I like this version of the story because its god seems more a craftsmen, and I can empathize with that. I’ve crafted worlds before, as a dungeon master and writer, and I enter new worlds each time I download a new game. All of these have their own metaphysics, rules and boundaries.
Authors only generate the impetus for the world, but when we encounter art as readers/viewers/etc., we mold our own understanding of the experience. In games most of all, we interact with the rules and boundaries we discover. We are always co-creators with the art that we encounter, but nowhere is this more evident than in a game that depends on our interaction with it. I’d like to specifically talk about implied setting, how it enables us to be co-creators, and, in reflection, what games like these can teach us.
Dark Souls
I’ve written at length about the minimalism in Dark Souls and how it enhances the game, but I’d like to reproduce it here; for this discussion, Dark Souls is a great example of how restraint, and allowing some spaces to remain unfilled and some details unexplained can enhance the overall experience of a world.
Dark Souls’ narrative is a study in co-creation. There’s no cohesive, fully-presented myth like that in most fantasy games, and non-player characters don’t recite the history of their world to you. We understand that this world is crumbling around the heads of the gods, but beyond that our place in the world is dimly understood. Once we’re plenty of hours in, far enough to have rung two bells and awoken the primordial serpent, we are set on a path. We are, of course, the Chosen Undead that will Set Things Right; this much could be assumed. But the rest of the world is strung upon the old bones of the ancient world. There’s history in Lordran, not parceled out via audio logs and books, but ingrained in the living world, for us to make as much or as little of as we care to. It’s a minimalistic approach that serves the game well – this remains a world forever beyond us, and its distance and mystery make it simultaneously compelling and terrifying. We can generate theories about the rest of the world, but they will always be tenuous and unsubstantiated. Lordran is not a place that allows itself to be known.
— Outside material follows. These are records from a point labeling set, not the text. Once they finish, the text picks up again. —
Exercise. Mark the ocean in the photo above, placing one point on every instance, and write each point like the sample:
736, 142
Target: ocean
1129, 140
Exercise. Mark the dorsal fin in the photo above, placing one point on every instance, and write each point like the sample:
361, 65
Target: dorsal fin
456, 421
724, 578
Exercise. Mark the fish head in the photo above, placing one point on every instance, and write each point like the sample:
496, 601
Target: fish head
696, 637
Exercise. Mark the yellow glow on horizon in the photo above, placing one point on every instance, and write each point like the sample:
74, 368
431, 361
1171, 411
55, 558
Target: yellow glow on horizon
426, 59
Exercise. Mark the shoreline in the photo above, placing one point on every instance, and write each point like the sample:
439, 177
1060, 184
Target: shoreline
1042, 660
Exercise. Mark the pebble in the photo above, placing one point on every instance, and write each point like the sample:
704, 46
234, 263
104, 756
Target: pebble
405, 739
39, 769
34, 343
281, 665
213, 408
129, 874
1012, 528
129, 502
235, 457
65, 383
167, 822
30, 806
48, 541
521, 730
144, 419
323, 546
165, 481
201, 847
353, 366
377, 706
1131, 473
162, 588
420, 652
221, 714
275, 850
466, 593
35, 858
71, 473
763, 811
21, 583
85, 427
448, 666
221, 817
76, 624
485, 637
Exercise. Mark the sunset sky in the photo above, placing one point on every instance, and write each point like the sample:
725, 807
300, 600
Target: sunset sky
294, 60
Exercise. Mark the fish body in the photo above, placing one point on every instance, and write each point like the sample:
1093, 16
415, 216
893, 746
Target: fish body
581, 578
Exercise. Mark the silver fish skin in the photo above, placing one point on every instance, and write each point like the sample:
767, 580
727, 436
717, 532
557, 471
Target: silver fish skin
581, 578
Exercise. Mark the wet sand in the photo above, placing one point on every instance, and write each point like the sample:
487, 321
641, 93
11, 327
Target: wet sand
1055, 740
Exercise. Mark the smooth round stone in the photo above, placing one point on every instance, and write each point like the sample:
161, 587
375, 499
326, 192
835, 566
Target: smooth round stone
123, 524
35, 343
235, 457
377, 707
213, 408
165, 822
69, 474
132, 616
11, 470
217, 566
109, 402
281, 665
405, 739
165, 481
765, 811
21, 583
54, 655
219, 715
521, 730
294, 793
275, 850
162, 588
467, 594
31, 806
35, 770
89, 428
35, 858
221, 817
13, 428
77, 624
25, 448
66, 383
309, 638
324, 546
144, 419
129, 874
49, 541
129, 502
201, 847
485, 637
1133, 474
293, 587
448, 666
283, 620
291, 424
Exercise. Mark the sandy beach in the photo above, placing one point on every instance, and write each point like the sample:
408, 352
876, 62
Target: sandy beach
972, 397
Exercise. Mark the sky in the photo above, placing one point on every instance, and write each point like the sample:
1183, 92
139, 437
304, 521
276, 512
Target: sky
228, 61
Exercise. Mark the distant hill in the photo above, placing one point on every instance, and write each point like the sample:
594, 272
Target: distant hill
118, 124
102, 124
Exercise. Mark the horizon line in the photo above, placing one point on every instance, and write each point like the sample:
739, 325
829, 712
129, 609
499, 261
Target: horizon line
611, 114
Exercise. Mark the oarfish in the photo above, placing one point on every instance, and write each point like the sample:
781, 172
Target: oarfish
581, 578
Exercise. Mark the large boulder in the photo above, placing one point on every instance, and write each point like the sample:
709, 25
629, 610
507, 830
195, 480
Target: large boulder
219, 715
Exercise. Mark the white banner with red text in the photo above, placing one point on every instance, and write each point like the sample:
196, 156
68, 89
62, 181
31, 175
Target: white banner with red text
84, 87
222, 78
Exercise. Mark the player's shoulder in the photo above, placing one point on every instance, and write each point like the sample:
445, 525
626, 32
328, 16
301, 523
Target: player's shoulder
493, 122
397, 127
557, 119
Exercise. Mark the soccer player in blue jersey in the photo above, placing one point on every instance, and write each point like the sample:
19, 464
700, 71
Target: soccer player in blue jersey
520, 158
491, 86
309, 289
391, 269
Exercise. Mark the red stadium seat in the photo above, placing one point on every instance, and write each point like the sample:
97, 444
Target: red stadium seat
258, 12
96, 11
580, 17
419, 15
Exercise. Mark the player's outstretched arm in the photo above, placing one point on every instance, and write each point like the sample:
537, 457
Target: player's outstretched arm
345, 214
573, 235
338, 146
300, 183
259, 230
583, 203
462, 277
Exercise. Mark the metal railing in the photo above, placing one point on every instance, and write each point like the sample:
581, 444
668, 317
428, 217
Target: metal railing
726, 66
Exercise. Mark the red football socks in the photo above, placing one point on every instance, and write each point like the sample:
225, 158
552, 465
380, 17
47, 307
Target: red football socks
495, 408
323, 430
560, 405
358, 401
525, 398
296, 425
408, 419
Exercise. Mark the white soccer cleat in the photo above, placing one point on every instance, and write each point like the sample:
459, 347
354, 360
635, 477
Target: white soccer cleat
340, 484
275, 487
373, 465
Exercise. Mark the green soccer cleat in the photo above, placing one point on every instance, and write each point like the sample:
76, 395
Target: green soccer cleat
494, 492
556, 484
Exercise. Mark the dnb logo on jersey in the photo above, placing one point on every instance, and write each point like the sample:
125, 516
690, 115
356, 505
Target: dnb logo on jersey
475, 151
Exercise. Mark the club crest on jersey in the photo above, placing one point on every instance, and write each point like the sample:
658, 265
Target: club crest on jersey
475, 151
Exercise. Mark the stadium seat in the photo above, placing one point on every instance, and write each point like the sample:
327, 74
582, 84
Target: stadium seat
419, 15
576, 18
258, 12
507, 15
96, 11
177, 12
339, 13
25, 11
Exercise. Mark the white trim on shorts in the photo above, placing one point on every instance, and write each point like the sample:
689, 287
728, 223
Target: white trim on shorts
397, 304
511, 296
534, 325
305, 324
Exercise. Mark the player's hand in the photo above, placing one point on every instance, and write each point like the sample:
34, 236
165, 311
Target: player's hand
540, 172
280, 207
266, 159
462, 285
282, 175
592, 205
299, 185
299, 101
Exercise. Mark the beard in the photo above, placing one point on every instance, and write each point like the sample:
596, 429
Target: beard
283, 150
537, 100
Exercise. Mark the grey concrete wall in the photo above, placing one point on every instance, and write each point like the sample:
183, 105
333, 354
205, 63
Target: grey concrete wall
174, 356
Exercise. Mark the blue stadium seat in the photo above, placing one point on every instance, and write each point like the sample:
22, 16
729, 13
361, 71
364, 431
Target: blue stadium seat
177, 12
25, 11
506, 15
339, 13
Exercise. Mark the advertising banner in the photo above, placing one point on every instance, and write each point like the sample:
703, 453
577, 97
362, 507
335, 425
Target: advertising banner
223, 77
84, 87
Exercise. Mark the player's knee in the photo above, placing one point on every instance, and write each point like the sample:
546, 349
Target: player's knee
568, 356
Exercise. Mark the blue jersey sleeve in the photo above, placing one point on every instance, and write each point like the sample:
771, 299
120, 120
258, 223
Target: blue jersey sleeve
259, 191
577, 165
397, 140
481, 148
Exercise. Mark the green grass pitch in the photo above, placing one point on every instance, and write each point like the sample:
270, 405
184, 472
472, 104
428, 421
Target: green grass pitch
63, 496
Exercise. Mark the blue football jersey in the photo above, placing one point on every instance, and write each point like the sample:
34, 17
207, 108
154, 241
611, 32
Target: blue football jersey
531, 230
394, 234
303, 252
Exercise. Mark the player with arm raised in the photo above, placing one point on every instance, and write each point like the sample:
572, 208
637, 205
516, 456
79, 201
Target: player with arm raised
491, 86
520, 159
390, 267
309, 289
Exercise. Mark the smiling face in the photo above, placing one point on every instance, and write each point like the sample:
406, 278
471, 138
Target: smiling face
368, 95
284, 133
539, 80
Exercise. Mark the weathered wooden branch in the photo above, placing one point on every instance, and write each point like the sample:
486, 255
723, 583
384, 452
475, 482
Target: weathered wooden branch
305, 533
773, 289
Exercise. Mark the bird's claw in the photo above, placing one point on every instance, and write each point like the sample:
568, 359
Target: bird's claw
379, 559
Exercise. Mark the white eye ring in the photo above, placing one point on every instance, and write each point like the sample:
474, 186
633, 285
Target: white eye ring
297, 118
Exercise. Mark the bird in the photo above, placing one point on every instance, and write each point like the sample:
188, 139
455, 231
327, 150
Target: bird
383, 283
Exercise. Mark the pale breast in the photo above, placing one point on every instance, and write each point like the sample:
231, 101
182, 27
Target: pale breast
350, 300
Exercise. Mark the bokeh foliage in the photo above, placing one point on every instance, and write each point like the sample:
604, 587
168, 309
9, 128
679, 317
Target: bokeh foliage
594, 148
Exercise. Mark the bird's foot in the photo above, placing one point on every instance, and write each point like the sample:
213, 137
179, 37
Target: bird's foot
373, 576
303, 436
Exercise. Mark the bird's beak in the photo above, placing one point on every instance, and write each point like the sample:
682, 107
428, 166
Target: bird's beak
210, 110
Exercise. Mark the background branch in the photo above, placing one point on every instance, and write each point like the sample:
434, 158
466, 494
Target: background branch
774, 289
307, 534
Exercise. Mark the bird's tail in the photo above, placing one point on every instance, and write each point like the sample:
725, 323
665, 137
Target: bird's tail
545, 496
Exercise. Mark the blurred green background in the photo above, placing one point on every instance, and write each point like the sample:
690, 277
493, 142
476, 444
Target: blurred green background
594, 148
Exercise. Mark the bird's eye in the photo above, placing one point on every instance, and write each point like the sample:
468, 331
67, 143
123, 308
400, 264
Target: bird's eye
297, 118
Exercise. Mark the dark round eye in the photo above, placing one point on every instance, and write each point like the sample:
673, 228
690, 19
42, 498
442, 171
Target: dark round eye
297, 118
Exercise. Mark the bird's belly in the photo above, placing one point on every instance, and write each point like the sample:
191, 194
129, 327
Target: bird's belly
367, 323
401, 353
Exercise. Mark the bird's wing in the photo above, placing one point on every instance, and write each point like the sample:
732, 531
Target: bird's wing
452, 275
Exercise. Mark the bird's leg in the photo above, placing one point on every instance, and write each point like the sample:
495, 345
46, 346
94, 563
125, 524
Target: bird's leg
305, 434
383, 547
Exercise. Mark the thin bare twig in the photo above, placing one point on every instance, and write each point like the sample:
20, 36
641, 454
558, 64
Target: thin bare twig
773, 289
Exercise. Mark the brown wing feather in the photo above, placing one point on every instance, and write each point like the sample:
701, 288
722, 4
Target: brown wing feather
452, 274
Because of that, Lordran feels more like the real world than any other fantasy video game setting I’ve ever encountered. It remains mysterious and beyond my understanding throughout. It has its own creation myth, but also includes two ancient beings with opposing understandings of how it relates to me and how I should behave in the world. Most players won’t even encounter the second primordial serpent, but it is so important that he’s there. It shows the cracks in even what the game tells us outright. Just like the real world, Lordran shifts underneath our fingertips, and the truth of it eludes us. It feels vital and majestic and terrible because of it.
Thirty Flights of Loving
Thirty Flights is all about implication rather than explication. What the game is is a collection of scenes. But everything in those scenes pointed outward, toward something else. There’s no dialogue, no words shared – the player isn’t told anything. The language of Thirty Flights is action, architecture, color, and the expressions and movements of the cube people around you. These elements combine into a tale, but one that the player is forced to own. It relies, in fact, on the player’s need to make the individual elements cohere. It means that the narrative that is strung between these scenes is as much the player’s as Brendan Chung’s.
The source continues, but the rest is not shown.